Data from US EIA shows total US crude and refined product inventories dropped by 10.6 million barrels week-on-week to 1.57 billion barrels, hitting a 22-year trough. The sharp drawdown mainly comes from skyrocketing crude exports: US daily crude shipments jump from 4.4 million barrels to 5.8 million barrels, exceeding the annual output of multiple OPEC members and making America the core alternative supplier amid global oil shortage.
To ease price hikes triggered by Middle East supply disruption, the US government has unleashed massive volumes from its Strategic Petroleum Reserve (SPR). Around 50 million barrels have been released so far, with another 172 million barrels authorized for future withdrawal. While SPR drawdown temporarily capped oil gains, shrinking commercial and strategic reserves turn the stock release from a market stabilizer into a hidden downside risk once US emergency inventories run thin.
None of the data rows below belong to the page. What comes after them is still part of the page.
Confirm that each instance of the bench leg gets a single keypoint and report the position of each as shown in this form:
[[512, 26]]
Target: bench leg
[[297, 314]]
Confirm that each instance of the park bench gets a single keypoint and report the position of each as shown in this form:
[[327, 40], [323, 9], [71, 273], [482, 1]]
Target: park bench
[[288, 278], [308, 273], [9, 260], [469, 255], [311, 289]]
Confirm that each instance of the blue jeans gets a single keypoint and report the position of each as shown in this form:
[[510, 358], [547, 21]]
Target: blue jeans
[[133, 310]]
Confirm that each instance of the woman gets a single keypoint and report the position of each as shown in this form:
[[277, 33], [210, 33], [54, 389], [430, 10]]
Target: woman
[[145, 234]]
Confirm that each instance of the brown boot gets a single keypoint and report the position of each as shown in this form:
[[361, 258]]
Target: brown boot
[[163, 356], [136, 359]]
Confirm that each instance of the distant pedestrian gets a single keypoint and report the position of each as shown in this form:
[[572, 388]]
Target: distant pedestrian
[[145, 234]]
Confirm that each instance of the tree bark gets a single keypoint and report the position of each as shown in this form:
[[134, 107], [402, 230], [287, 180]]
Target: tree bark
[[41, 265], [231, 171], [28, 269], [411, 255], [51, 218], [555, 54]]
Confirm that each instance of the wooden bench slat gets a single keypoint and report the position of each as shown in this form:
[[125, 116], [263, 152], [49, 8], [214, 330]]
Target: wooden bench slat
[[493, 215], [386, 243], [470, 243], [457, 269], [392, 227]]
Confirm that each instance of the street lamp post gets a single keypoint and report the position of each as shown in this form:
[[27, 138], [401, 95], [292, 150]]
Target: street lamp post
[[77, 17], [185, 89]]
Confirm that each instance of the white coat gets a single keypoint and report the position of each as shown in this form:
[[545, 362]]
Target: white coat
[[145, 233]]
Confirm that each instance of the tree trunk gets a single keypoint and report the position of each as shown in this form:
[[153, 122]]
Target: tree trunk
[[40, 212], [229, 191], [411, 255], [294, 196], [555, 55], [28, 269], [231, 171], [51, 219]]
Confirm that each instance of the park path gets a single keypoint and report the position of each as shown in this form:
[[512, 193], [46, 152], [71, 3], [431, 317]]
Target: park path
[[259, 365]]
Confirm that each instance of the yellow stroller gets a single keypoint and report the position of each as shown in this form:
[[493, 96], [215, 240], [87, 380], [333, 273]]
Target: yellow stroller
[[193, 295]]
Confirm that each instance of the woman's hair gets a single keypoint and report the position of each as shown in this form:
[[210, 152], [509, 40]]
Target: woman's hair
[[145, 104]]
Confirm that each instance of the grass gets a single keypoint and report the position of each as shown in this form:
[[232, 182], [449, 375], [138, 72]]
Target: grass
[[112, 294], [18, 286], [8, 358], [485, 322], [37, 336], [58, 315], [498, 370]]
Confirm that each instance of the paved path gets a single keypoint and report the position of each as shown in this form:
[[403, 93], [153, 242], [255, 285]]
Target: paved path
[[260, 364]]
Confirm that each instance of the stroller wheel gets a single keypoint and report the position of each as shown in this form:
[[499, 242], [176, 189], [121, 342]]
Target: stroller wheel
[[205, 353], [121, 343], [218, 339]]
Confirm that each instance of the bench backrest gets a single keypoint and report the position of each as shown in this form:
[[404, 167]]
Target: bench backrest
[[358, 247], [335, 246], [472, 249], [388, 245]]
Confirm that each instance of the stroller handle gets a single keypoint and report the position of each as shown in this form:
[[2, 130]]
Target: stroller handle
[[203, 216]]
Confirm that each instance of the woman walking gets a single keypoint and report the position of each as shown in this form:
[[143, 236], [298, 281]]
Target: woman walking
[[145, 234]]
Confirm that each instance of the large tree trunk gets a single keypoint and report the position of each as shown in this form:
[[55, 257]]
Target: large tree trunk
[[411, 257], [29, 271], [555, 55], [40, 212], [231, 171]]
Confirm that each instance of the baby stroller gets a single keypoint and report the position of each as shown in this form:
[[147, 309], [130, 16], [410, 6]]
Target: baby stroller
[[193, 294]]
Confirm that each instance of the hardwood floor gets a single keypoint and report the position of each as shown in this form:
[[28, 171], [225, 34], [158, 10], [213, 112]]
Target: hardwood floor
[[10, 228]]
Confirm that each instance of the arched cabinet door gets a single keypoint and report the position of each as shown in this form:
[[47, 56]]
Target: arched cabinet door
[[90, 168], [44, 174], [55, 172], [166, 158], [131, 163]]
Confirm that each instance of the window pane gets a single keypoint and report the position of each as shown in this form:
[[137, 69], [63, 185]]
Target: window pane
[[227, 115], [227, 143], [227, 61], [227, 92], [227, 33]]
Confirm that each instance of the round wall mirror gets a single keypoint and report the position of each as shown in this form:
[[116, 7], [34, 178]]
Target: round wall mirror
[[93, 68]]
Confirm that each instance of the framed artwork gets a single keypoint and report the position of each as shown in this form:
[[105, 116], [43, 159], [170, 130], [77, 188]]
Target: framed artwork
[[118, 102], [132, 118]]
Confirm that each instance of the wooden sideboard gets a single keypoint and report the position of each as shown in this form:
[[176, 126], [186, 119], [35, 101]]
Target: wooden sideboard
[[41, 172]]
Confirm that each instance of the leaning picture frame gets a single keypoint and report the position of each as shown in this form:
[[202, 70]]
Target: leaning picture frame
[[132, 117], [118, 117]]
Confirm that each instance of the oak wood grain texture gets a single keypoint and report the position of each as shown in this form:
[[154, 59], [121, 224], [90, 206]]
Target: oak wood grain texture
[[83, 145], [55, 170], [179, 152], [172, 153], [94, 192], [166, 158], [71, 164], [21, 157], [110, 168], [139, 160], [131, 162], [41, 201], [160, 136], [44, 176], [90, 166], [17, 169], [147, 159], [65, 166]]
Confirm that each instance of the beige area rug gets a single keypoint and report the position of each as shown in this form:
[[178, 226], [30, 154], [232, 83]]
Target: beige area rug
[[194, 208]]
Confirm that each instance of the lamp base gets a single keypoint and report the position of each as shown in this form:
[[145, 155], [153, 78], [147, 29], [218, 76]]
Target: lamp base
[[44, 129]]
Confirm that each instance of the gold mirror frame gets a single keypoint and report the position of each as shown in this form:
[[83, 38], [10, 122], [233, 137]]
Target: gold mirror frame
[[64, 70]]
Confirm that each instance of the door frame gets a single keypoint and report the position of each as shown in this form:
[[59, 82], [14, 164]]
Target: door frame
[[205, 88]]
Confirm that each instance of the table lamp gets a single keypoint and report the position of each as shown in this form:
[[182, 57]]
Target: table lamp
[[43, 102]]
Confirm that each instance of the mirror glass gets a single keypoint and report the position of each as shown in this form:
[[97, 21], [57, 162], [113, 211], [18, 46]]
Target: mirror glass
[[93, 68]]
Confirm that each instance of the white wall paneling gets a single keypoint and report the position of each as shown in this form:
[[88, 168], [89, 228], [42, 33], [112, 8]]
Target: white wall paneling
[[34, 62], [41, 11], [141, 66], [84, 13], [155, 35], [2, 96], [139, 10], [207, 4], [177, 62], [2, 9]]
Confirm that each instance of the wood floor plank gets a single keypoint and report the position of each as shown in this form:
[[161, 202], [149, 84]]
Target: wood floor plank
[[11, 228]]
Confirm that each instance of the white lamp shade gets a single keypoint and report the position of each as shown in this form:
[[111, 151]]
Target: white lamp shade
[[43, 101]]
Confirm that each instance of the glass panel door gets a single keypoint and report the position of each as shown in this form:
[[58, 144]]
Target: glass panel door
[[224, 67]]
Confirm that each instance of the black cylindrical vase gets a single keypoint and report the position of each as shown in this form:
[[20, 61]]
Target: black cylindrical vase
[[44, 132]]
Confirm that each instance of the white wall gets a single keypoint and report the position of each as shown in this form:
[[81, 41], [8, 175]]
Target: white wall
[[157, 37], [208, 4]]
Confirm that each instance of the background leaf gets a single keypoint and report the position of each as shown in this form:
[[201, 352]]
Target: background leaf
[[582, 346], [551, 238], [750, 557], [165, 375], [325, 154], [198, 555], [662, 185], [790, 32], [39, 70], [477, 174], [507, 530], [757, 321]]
Bob McNally, ex-White House advisor and Rapidan Energy Group’s president, warns oil may hit $200/barrel without restored Hormuz shipping amid Northern Hemisphere summer fuel demand surge. Surging oil costs will spread across all industrial chains, lifting global production and living expenses and triggering systemic financial risks. Markets once bet on US-Iran peace talks to cool oil prices after President Trump’s negotiation hints, yet renewed regional tensions crush such optimism and fuel bullish crude sentiment.
Global oil traders rush to purchase US crude to offset supply deficit and speed up domestic inventory depletion. Matt Smith from Kpler points out the US is the last viable global oil supplier, yet draining inventories force crude prices higher to curb outbound shipments. Once US curbs oil exports due to tight stocks, the world will face limited alternative supplies and face drastic oil price hikes. Without immediate de-escalation in the Middle East, global crude inventories will keep falling and oil prices stay volatile at elevated levels.